O’Conner’s decision on Aug. 3 to replace MiLB’s negotiating committee—one O’Conner had played a part in appointing—with the transition committee helped push those concerns to the forefront for a number of owners.
If O’Conner approves the Board of Trustees’ new negotiating team, it may push the intra-MiLB tensions to the background, but it would also leave O’Conner the option of disbanding the team in the future. Many MiLB owners see any internal MiLB squabbles as counterproductive to efforts to get a deal completed.
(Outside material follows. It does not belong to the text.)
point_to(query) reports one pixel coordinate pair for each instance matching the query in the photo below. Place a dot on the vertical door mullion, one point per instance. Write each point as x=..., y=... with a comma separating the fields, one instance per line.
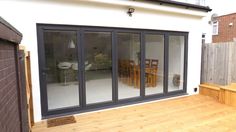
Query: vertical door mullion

There is a worry that with time running out on the current agreement, any further MiLB-induced delays raise obstacles to completing an agreement.
While talks have been going on for a year, there are just 49 days left until the current Professional Baseball Agreement expires Sept. 30.
MLB has been expected to present MiLB a much more detailed proposal on the structure of the minors for 2021 and beyond, but until the negotiating team on MiLB’s side has been settled upon, it is unlikely there will be any significant discussions.
O’Conner has noted publicly the 1990 negotiations between MiLB and MLB stretched far beyond the expiration of the existing deal—an agreement wasn’t reached until December. But there are no guarantees that similar negotiations far past the expiration of the current agreement would occur this time.
Multiple minor league owners and other involved parties say that if no significant progress towards a new deal is made in the next seven weeks, they would not be surprised if Major League Baseball sets up its own developmental system. Such a system would likely receive interest from many current affiliated minor league teams.